Public financing serves many interests in addition to fighting corruption. More than three decades ago, the Supreme Court recognized that public financing enlarges participation in the electoral process by encouraging ordinary citizens to run for office; enhances the flow of information from candidates to voters, thereby promoting broader public discussion; and frees candidates and elected officials from spending a disproportionate amount of their time and energy raising large amounts of money. In the intervening decades, substantial evidence has confirmed that well-funded financing systems:
- Promote contested and competitive elections, decreasing the number of incumbent officials who face no opposition, and increasing the options voters have to choose from at the polls;
- Foster diversity in the electoral process, drawing in candidates who have been excluded from running in traditionally funded campaigns; and
- Encourage voter-centered campaigns, by giving candidates incentives to engage with regular voters, instead of wealthy donors.
These are all permissible state interests, and may be helpful in building support for public financing. But, absent a strong anti-corruption justification, these interests are likely insufficient to save a law found to burden free speech rights from a court challenge.
Thus, while it will not hurt to include these interests in the legislative record supporting public financing, advocates should remember that, without a strong anti-corruption rationale, these interests may not be sufficient to defend a law from constitutional challenge before the current Supreme Court majority.

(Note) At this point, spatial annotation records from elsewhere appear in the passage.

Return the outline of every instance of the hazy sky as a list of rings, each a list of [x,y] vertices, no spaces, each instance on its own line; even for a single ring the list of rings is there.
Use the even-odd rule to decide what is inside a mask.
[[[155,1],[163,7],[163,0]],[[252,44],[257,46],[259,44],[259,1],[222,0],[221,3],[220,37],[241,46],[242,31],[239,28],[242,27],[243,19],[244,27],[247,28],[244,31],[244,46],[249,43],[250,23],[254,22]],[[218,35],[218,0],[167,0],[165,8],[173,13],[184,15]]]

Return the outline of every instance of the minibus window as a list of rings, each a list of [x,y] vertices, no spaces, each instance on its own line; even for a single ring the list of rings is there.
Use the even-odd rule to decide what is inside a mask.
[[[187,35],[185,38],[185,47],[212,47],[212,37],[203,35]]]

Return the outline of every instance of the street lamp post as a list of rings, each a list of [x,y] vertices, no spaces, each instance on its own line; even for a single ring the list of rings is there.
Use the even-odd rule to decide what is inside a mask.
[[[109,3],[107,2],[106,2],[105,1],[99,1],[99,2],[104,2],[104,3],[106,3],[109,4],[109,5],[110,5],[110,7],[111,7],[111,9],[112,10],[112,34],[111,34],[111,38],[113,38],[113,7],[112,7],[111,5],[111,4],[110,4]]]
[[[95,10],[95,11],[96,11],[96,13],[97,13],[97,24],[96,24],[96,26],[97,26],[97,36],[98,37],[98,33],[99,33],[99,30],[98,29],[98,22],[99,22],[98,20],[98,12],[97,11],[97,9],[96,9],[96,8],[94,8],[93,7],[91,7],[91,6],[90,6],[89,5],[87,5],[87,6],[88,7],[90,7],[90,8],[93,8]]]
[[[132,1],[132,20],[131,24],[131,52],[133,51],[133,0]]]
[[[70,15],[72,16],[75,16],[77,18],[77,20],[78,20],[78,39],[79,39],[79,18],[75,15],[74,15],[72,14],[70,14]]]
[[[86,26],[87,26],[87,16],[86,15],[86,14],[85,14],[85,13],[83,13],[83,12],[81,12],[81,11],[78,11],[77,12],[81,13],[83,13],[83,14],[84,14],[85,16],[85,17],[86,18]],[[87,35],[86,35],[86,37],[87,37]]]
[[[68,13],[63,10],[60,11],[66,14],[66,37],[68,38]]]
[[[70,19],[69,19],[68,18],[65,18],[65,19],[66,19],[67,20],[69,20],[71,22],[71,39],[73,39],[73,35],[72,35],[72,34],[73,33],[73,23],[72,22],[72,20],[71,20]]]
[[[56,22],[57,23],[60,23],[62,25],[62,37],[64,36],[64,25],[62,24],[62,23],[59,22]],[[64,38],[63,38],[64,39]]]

- Some Possible Governmental Interests are Now Constitutionally Suspect.
It is clear after Arizona Free Enterprise Club that some goals which reformers and voters invoked in the past are not only insufficient to support such laws, but may lead courts to strike down public financing laws.
In particular, though there is broad public support for laws that promote “equality,” “fairness,” or “leveling the playing field,” the Supreme Court’s current majority has expressed substantial hostility to these goals. Though Arizona Free Enterprise Club did not expressly hold that laws furthering these goals will be struck down in every case, several members of the Court—including Chief Justice Roberts—have indicated that government may never seek to equalize campaign resources. Consistent with this position, the Court struck down Arizona’s triggers after concluding that the law’s actual purpose was “‘level[ing] electoral opportunities for candidates of different personal wealth’” and that, as a result, it did “not serve ‘a legitimate government objective,’ let alone a compelling one.”
Given the current Supreme Court majority’s position, advocates must ensure that any interest in “equality,” “fairness,” or “leveling the playing field” is excluded from the legislative record and from public statements meant to support a public financing law.
To include them risks a court decision invalidating reform.
 Arizona Free Enterprise Club’s Freedom Club PAC v. Bennett, 131 S. Ct. 2806 (2011).
 Id. at 2828 (quotations and citation omitted).
 130 S. Ct. 876 (2010).
 Buckley v. Valeo, 424 U.S. 1, 92–93 (1976).
 See Buckley, 424 U.S. at 96 (“It cannot be gainsaid that public financing as a means of eliminating the improper influence of large private contributions furthers a significant governmental interest.”).
 See Buckley, 424 U.S. at 91, 93 (citing S. Rep. No.93–689, at 1–10 (1974)) & 96.
 Arizona Free Enterprise Club, 131 S. Ct. at 2825.